New technique could offer an improved route to drug discovery and development
A new technique that can analyze how drug molecules bind to proteins in tissue samples could offer an improved route to drug discovery and development.
Researchers from the University of Birmingham developed the technique in collaboration with global biopharmaceutical company AstraZeneca. It uses mass spectrometry, an analytical tool commonly used to identify the properties of molecules in a sample.
Some of the early stages of drug discovery take place in cell cultures, clusters of cells grown in the laboratory, outside of their natural environment. Cell cultures make it possible to test the effects of different compounds on specific biological targets implicated in various diseases. While this allows researchers to assess how compounds act against the target, it does not capture all of the effects of the physiological environment.
This new technique, described in an article published today [14 July 2022] in Angewandte Chemie, allows researchers to use real tissue samples to assess which proteins the drug will bind to in the body and therefore its effectiveness against the target.
Being able to identify the drug-protein interaction can provide valuable information to guide drug discovery.
Usually, in the early stage of drug discovery, measurements are taken outside of the physiological environment, so when researchers move on to testing drugs in tissues, they may fail because they have unexpected interactions.
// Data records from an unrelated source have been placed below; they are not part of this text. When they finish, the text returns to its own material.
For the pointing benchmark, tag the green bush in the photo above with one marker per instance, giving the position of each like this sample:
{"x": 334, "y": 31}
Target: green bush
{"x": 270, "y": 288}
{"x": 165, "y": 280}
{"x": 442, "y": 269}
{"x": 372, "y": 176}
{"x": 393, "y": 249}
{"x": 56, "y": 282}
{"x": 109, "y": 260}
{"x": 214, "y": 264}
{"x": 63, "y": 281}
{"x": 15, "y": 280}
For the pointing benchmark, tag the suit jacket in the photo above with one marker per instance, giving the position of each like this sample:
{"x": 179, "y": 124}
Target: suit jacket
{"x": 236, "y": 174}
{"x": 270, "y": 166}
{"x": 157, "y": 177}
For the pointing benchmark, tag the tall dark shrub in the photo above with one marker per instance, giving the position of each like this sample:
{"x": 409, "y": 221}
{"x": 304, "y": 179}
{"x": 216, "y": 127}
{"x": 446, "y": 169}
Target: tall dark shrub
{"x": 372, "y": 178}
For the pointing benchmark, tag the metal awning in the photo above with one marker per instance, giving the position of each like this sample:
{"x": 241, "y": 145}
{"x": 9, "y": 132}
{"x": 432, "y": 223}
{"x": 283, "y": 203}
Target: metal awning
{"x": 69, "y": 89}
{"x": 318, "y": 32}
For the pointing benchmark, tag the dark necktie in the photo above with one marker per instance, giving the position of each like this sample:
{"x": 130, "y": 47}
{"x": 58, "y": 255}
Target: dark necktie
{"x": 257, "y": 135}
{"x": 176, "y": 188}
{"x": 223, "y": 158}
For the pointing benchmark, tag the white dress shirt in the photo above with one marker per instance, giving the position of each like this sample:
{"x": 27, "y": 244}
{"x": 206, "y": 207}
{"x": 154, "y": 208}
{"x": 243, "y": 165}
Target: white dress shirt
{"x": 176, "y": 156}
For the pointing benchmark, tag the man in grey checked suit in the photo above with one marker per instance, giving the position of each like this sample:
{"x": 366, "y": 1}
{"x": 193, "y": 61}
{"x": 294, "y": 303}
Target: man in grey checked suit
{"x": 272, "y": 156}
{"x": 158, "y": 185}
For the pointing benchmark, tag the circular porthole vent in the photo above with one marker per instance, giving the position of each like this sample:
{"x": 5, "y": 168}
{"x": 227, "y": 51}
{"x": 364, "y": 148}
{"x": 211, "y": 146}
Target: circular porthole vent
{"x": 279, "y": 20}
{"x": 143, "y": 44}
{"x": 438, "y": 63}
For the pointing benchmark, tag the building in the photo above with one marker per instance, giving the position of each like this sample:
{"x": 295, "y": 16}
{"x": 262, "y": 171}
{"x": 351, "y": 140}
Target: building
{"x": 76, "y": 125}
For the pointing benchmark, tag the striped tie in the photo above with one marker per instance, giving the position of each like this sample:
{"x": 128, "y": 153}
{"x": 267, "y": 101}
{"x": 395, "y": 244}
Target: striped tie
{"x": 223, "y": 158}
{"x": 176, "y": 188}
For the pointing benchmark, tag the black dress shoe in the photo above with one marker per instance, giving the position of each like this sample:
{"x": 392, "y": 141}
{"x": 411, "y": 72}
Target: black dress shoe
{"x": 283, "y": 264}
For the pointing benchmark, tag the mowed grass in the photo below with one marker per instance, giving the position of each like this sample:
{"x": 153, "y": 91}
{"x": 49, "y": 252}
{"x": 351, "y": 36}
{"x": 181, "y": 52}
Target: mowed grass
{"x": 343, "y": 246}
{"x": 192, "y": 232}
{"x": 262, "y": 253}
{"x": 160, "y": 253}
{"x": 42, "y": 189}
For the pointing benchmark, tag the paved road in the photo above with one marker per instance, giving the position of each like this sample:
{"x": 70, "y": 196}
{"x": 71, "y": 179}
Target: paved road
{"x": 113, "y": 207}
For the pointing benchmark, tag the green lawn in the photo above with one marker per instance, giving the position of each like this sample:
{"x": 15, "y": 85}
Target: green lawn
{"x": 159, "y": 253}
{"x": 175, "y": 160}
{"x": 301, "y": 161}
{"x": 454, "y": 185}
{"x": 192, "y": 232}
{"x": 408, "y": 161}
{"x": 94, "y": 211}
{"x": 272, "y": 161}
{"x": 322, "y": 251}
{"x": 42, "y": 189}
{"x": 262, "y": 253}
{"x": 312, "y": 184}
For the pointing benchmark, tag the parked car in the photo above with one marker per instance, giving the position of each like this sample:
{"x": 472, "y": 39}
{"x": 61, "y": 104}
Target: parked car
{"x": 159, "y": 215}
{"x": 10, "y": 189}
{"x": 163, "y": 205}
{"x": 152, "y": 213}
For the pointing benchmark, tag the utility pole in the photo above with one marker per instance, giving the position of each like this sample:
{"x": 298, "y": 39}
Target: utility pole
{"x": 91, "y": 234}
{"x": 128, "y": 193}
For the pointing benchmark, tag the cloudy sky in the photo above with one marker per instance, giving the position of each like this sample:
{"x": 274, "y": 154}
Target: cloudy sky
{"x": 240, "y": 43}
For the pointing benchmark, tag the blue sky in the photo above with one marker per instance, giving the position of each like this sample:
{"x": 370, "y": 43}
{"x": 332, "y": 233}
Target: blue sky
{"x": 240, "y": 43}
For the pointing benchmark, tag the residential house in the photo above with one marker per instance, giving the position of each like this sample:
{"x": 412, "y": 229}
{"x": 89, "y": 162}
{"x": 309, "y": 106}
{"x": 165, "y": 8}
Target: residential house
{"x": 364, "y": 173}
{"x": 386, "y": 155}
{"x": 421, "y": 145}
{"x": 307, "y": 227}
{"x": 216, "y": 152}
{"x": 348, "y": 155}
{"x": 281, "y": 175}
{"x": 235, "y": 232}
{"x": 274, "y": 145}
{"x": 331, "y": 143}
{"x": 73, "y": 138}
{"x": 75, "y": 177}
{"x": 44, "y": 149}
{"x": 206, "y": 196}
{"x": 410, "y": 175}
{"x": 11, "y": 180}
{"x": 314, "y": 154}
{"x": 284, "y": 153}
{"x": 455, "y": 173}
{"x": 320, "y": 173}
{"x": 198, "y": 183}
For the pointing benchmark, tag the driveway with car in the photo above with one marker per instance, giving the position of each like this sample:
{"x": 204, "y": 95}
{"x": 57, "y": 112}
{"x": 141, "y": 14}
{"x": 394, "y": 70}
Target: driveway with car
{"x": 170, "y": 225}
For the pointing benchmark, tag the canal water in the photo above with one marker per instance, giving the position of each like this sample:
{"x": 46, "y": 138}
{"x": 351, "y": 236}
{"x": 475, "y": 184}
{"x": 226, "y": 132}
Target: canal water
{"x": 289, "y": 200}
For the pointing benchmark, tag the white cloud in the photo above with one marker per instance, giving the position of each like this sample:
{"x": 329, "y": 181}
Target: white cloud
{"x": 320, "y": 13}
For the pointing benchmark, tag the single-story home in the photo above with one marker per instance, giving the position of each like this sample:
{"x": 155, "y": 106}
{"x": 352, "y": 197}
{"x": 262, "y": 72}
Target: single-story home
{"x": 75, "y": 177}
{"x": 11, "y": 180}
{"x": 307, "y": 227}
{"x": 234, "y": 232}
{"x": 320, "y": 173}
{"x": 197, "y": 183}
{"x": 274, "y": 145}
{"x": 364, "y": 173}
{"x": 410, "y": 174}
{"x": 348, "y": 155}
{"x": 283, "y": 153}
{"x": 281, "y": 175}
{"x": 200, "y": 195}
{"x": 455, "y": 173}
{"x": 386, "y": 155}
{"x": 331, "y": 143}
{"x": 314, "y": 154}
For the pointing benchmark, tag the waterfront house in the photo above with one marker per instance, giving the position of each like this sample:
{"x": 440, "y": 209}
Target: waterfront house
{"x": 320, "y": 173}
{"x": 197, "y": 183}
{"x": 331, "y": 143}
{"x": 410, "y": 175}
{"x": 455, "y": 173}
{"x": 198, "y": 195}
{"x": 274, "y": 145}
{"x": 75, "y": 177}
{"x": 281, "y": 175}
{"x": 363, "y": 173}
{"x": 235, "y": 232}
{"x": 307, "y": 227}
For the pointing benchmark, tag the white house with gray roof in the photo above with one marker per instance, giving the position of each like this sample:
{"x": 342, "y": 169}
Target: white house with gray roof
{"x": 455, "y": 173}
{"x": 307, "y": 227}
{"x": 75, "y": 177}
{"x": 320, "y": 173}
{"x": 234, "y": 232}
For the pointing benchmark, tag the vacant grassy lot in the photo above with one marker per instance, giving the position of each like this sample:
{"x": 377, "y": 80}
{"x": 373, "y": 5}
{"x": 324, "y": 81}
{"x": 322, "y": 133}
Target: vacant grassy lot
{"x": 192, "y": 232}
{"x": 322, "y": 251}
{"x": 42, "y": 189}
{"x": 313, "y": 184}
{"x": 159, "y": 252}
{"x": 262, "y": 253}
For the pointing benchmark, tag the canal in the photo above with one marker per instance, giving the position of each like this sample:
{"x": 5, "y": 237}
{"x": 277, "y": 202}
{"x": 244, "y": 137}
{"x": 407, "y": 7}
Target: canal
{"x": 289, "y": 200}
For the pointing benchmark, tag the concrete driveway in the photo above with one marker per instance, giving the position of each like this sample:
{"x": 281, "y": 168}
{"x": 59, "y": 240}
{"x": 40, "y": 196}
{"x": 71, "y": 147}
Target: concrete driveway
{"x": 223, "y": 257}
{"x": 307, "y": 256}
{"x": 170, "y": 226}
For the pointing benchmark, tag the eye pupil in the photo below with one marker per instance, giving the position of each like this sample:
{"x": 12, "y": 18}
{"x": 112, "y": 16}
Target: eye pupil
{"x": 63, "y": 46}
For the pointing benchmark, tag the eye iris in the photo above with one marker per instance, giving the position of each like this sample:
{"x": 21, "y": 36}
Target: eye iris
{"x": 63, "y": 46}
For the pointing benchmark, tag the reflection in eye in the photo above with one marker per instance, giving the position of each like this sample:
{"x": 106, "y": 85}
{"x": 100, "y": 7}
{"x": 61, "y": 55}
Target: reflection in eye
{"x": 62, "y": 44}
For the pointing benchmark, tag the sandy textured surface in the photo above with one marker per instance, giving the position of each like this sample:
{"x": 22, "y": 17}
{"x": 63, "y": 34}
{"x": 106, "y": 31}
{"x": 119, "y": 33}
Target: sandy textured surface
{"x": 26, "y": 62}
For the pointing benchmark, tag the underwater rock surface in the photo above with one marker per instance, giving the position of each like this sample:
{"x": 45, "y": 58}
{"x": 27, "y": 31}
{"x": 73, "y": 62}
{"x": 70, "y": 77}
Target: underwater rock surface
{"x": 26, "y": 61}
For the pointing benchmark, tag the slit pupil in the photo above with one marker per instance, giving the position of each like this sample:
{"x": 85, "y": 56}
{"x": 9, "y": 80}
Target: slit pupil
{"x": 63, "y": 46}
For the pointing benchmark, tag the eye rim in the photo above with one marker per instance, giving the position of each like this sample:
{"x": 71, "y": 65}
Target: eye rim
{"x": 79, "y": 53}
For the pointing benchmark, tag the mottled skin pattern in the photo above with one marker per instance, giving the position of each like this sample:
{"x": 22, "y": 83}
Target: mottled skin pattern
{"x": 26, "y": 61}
However, identifying the drug-protein interaction at this early stage is incredibly difficult. Using mass spectrometry on proteins is often compared to making an elephant fly. What we did was add an insecure hat – the drug molecule – to the elephant, and measure the whole process. It’s exciting because it opens up the possibility of being able to follow the journey of a drug through the body. By identifying the proteins it interacts with, scientists will be able to predict at an earlier stage whether or not it will have the desired therapeutic effect.”
Professor Helen Cooper, Principal Investigator
In the study, the researchers used tissue taken from the livers of rats given bezafibrate, a drug commonly used to treat high cholesterol. They used mass spectrometry on thin sections of tissue to detect the drug molecule and the specific fatty acid-binding protein it binds to to form a complex.
The researchers were also able to measure both the varying amounts of this complex in the liver over time and how it spreads through the tissues.
AstraZeneca Senior Professor, Richard Goodwin, Senior Director, Imaging Sciences, said, “Critical to delivering such innovative science is sustained collaboration between academic leaders and industry partners. This research builds on a long-standing collaboration between AstraZeneca and the University of Birmingham, and illustrates what can be done when we combine complementary skills to address significant unmet needs. This research will continue to support drug discovery and help us accelerate the delivery of new drugs to patients.
Next steps in research will include improving the sensitivity of the technique and extending it to other types of drug compounds. In the longer term, the team hopes that it can be developed for use in human tissue, taken from biopsies. This would provide insight into why drugs work differently in different patients.
Illes-Toth, E., et al. (2022) Mass spectrometric detection and imaging of a non-covalent protein-drug complex in the tissues of orally administered rats. Angewandte Chemie. doi.org/10.1002/ange.202202075.